Commercial property, like its residential property brethren, boomed between 2002 and 2007. Now, as we are traversing the long plateau of the Great Recession, commercial property in California has lost approximately 40% of its value since the 2007 peak, a bane to owners of apartment complexes, office buildings and malls alike.

On a positive note, lenders of distressed commercial properties are increasingly motivated to restructure the bad commercial loans on their books rather than foreclose on the underwater properties and take an immediate loss. These restructurings generally take the form of extending the loan terms or due dates of a final/balloon payment, a modification structure called extend-and-pretend in real estate parlance.

During the first quarter of 2010, lenders restructured $10.5 billion of commercial real estate debt nationally, up dramatically from the $2.2 billion for the same period a year ago. The loans on 49% of newly distressed commercial properties were restructured in the first quarter of 2010, up from 13% over the same period last year.

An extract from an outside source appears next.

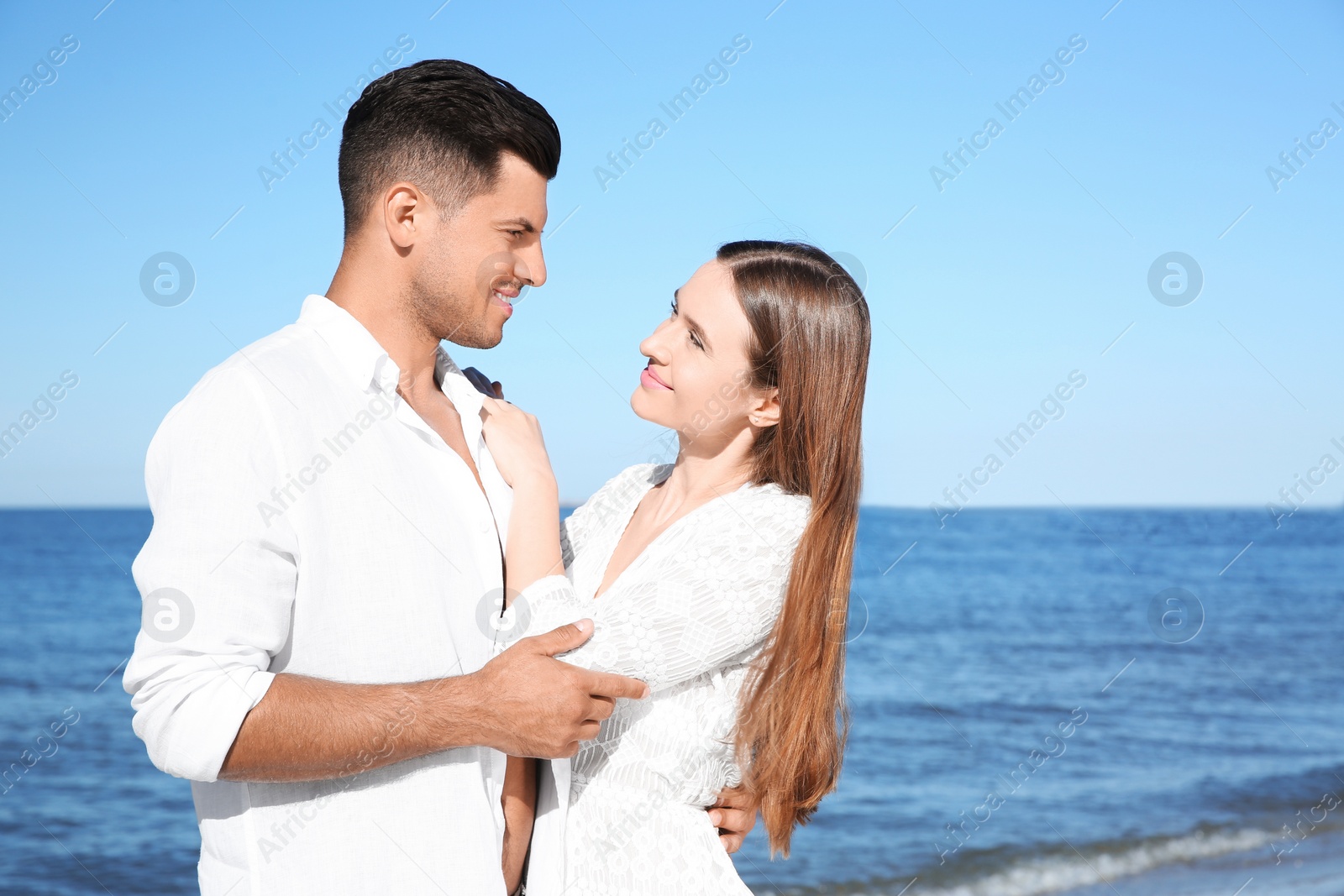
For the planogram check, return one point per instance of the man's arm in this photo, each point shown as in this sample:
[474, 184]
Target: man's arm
[523, 703]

The length of the average final/balloon payment extension is also growing. Many payments are being put off between two to seven years, up from the 30- to 60-day extensions that were the norm in 2009.

With $1.4 trillion commercial loans coming due in 2014, distressed commercial property owners can certainly use all the help they can get.

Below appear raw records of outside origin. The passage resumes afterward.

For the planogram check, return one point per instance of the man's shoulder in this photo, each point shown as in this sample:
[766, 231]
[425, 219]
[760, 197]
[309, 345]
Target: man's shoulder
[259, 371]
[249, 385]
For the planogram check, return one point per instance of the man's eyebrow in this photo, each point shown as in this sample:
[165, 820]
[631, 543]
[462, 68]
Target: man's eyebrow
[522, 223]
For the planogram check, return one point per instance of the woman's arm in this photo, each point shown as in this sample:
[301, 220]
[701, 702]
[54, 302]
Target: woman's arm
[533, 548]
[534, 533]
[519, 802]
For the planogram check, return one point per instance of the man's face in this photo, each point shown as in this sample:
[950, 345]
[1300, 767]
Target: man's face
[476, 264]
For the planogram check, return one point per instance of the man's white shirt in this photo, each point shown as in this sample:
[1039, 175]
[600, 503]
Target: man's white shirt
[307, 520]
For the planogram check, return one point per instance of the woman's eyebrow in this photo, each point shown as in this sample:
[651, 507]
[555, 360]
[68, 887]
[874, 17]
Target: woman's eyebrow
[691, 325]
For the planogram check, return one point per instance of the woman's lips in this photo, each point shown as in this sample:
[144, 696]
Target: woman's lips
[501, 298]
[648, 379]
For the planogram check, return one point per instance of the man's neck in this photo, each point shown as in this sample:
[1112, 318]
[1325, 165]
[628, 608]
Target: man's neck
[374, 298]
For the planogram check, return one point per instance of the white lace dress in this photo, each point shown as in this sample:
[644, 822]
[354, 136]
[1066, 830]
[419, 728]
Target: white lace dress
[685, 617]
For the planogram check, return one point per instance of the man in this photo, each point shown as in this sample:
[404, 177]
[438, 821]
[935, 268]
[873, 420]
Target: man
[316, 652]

first tuesday take: Like many residential purchasers during the boom, a large volume of nonresidential property investors were suckered into adjustable rate mortgages (ARMs) with final/balloon payment conditions – short-term loans to finance long-term investments. The time to renegotiate due dates or refinance is rapidly approaching for many owners of income property who are growing increasing anxious.

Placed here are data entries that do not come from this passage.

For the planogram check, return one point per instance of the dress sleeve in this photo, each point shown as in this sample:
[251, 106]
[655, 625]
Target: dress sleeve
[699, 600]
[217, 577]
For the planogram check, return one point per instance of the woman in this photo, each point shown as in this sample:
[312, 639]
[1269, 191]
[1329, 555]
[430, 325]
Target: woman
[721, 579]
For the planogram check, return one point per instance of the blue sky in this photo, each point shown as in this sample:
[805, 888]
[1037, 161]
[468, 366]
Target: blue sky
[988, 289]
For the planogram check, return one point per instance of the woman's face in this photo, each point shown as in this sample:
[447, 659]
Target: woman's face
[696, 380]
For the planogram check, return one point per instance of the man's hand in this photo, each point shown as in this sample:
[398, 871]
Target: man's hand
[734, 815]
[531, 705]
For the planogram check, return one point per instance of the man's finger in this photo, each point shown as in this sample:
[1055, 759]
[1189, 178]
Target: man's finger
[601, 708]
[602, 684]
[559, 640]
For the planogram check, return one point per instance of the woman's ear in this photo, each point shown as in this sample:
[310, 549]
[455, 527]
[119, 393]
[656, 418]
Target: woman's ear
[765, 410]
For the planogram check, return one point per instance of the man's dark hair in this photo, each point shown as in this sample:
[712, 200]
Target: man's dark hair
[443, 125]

No segment of the California real estate market is immune to recessions, be it residential or commercial.  As happened during all previous recessions, the job-loss ripple is being felt everywhere. It’s an unavoidable truth: job losses decrease employers’ need for space. And while this explains why commercial real estate is stagnating now, it is also an omen of the immediate future – commercial real estate can do nothing but flounder until jobless numbers in California find bottom and employers see reasons to hire again. [For more information addressing the relationship between employment and real estate, see the April 2010 first tuesday article, Jobs move real estate.]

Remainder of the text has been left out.